Recognition principles determine the timing and measurement of items that enter the accounting cycle and impact the financial statements. These are quantitative standards that require economic information to be reflected numerically. Disclosure principles deal with the factors that are always not numeric. Disclosures involve qualitative information that is an essential ingredient of a full set of financial statements. The following are the bodies which have involved in the creation of GAAP:
- Committee on Accounting Procedure
- Accounting Principles Board
- Financial Accounting Standards Board (FASB)
- American Institute of Certified Public Accountants (AICPA)
- Accounting Standards Codification etc
- International Accounting Standards Board (IASB)
- Securities and Exchange Commission (SEC) etc
Different Generally Accepted Accounting Principles (GAAP) have been developed in various countries over the past decades. These differences have risen largely due to unique legal, regulatory, social, economic, religious and cultural environments. It is resulting in financial statements that are not comparable and difficult for users to interpret. Most recently there has been a movement towards harmonization and convergence of GAAP. The most significant initiative has been led by the International Accounting Standards Board (ISAB) formerly known as International Accounting Standards Committee (IASC).
The SEC requires all publicly owned companies to follow generally accepted accounting principles. As new standards are developed or refined, accountants interpret the standards and adapt accounting practices to the new standards. Private companies are given an option to follow or not follow GAAP but it is advantages for even for private organization when competing with their foreign competitors.
Why IASB not FASB?
The objective of IASB is to develop in the public interest, single set of high quality understandable enforceable global accounting standards that require high quality, transparent and complete information in financial statements and other financial reporting to help participants in the world’s capital markets and other users make economic decisions.

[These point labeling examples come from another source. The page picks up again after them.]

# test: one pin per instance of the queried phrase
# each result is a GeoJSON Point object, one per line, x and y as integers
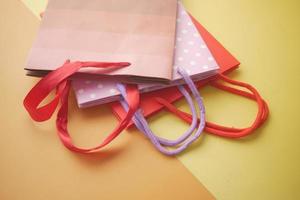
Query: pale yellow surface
{"type": "Point", "coordinates": [264, 36]}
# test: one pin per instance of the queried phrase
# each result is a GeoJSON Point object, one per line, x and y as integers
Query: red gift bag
{"type": "Point", "coordinates": [153, 102]}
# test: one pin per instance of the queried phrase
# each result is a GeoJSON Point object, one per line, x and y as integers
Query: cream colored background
{"type": "Point", "coordinates": [264, 36]}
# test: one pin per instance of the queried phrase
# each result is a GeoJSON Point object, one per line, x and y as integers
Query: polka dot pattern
{"type": "Point", "coordinates": [190, 53]}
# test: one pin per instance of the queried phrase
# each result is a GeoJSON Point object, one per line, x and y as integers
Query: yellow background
{"type": "Point", "coordinates": [264, 36]}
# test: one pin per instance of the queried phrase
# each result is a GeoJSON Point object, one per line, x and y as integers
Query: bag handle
{"type": "Point", "coordinates": [183, 141]}
{"type": "Point", "coordinates": [224, 131]}
{"type": "Point", "coordinates": [62, 120]}
{"type": "Point", "coordinates": [47, 84]}
{"type": "Point", "coordinates": [58, 79]}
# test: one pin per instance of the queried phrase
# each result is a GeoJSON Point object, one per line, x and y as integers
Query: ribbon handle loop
{"type": "Point", "coordinates": [51, 81]}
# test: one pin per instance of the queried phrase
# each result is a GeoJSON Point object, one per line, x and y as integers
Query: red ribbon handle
{"type": "Point", "coordinates": [47, 84]}
{"type": "Point", "coordinates": [224, 131]}
{"type": "Point", "coordinates": [62, 120]}
{"type": "Point", "coordinates": [58, 79]}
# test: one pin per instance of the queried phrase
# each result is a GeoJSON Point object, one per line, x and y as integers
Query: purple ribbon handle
{"type": "Point", "coordinates": [180, 144]}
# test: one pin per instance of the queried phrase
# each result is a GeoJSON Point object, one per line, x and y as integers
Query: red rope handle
{"type": "Point", "coordinates": [224, 131]}
{"type": "Point", "coordinates": [62, 120]}
{"type": "Point", "coordinates": [58, 79]}
{"type": "Point", "coordinates": [47, 84]}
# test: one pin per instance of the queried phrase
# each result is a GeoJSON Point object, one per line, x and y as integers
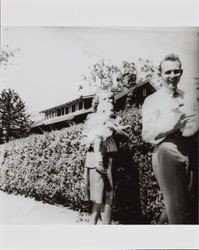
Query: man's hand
{"type": "Point", "coordinates": [180, 123]}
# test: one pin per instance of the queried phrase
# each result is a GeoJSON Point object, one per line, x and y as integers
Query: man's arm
{"type": "Point", "coordinates": [155, 127]}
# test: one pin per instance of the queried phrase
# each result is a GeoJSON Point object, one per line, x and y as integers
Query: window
{"type": "Point", "coordinates": [73, 108]}
{"type": "Point", "coordinates": [80, 105]}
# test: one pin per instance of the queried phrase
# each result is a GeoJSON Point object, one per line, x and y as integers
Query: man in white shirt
{"type": "Point", "coordinates": [169, 123]}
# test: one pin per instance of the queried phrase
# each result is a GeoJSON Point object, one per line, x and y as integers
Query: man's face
{"type": "Point", "coordinates": [171, 74]}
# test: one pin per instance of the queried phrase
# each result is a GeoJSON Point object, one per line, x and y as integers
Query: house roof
{"type": "Point", "coordinates": [67, 103]}
{"type": "Point", "coordinates": [62, 118]}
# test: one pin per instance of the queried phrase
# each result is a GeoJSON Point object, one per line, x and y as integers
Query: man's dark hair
{"type": "Point", "coordinates": [170, 57]}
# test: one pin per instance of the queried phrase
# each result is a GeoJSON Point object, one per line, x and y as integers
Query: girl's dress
{"type": "Point", "coordinates": [99, 186]}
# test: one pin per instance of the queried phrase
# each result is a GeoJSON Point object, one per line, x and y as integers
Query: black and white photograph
{"type": "Point", "coordinates": [99, 125]}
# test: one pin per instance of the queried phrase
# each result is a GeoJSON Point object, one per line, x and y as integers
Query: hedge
{"type": "Point", "coordinates": [49, 167]}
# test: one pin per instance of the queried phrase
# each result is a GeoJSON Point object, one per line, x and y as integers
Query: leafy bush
{"type": "Point", "coordinates": [141, 153]}
{"type": "Point", "coordinates": [50, 168]}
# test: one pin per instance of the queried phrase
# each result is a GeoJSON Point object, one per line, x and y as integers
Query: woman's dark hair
{"type": "Point", "coordinates": [170, 57]}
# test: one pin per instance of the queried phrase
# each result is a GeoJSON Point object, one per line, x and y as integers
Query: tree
{"type": "Point", "coordinates": [6, 55]}
{"type": "Point", "coordinates": [104, 75]}
{"type": "Point", "coordinates": [14, 121]}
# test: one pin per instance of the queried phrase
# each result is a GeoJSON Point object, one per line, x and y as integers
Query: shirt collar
{"type": "Point", "coordinates": [177, 92]}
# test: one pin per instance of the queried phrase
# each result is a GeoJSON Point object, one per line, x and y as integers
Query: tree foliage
{"type": "Point", "coordinates": [105, 75]}
{"type": "Point", "coordinates": [14, 121]}
{"type": "Point", "coordinates": [6, 54]}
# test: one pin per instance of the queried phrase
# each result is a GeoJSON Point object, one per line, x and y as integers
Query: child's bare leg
{"type": "Point", "coordinates": [106, 214]}
{"type": "Point", "coordinates": [95, 213]}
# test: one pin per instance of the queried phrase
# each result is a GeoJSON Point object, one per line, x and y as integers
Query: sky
{"type": "Point", "coordinates": [51, 62]}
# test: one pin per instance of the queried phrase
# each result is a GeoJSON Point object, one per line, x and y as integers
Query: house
{"type": "Point", "coordinates": [76, 111]}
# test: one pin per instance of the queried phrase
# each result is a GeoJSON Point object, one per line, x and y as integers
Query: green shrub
{"type": "Point", "coordinates": [50, 168]}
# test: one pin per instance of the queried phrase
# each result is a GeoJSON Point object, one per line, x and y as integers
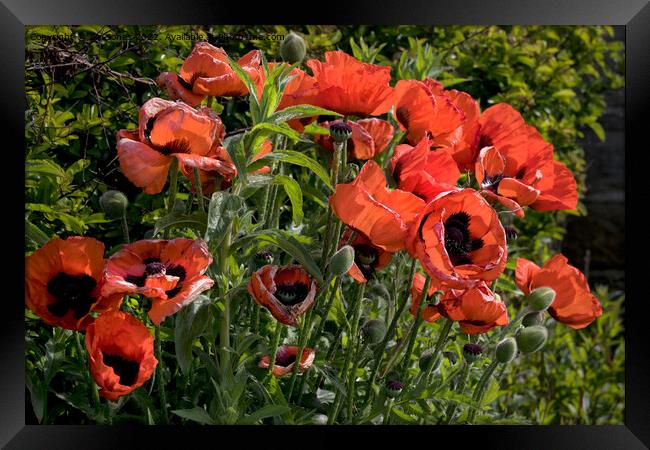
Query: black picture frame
{"type": "Point", "coordinates": [633, 14]}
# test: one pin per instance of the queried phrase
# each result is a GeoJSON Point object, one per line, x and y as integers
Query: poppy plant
{"type": "Point", "coordinates": [367, 206]}
{"type": "Point", "coordinates": [459, 240]}
{"type": "Point", "coordinates": [516, 167]}
{"type": "Point", "coordinates": [287, 292]}
{"type": "Point", "coordinates": [422, 171]}
{"type": "Point", "coordinates": [574, 304]}
{"type": "Point", "coordinates": [64, 280]}
{"type": "Point", "coordinates": [120, 350]}
{"type": "Point", "coordinates": [285, 359]}
{"type": "Point", "coordinates": [169, 272]}
{"type": "Point", "coordinates": [369, 137]}
{"type": "Point", "coordinates": [172, 130]}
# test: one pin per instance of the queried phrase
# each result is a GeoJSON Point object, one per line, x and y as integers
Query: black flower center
{"type": "Point", "coordinates": [291, 294]}
{"type": "Point", "coordinates": [458, 241]}
{"type": "Point", "coordinates": [124, 368]}
{"type": "Point", "coordinates": [72, 292]}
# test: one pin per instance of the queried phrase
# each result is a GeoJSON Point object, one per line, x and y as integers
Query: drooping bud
{"type": "Point", "coordinates": [293, 48]}
{"type": "Point", "coordinates": [531, 339]}
{"type": "Point", "coordinates": [506, 350]}
{"type": "Point", "coordinates": [472, 352]}
{"type": "Point", "coordinates": [114, 203]}
{"type": "Point", "coordinates": [540, 299]}
{"type": "Point", "coordinates": [341, 261]}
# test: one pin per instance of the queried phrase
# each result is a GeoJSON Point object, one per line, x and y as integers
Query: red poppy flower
{"type": "Point", "coordinates": [574, 304]}
{"type": "Point", "coordinates": [171, 130]}
{"type": "Point", "coordinates": [516, 166]}
{"type": "Point", "coordinates": [459, 240]}
{"type": "Point", "coordinates": [349, 86]}
{"type": "Point", "coordinates": [64, 279]}
{"type": "Point", "coordinates": [476, 309]}
{"type": "Point", "coordinates": [120, 350]}
{"type": "Point", "coordinates": [170, 273]}
{"type": "Point", "coordinates": [423, 171]}
{"type": "Point", "coordinates": [367, 206]}
{"type": "Point", "coordinates": [368, 258]}
{"type": "Point", "coordinates": [287, 292]}
{"type": "Point", "coordinates": [285, 358]}
{"type": "Point", "coordinates": [369, 137]}
{"type": "Point", "coordinates": [422, 112]}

In United States, the FASB and Securities Exchange Commission (SEC) are both presently committed to promoting and assisting in development of one set of high quality accounting standards that are globally accepted. The FASB had developed rules to integrate itself into IASB to make universal accounting standards. The FASB mainly considered the US domestic businesses and worked in accordance with GAPP. Therefore IASB is more broad and standard in nature compare to FASB. Therefore organizations should follow and implement IASB rather than FASB standards in the global market for harmonization of accounting standards.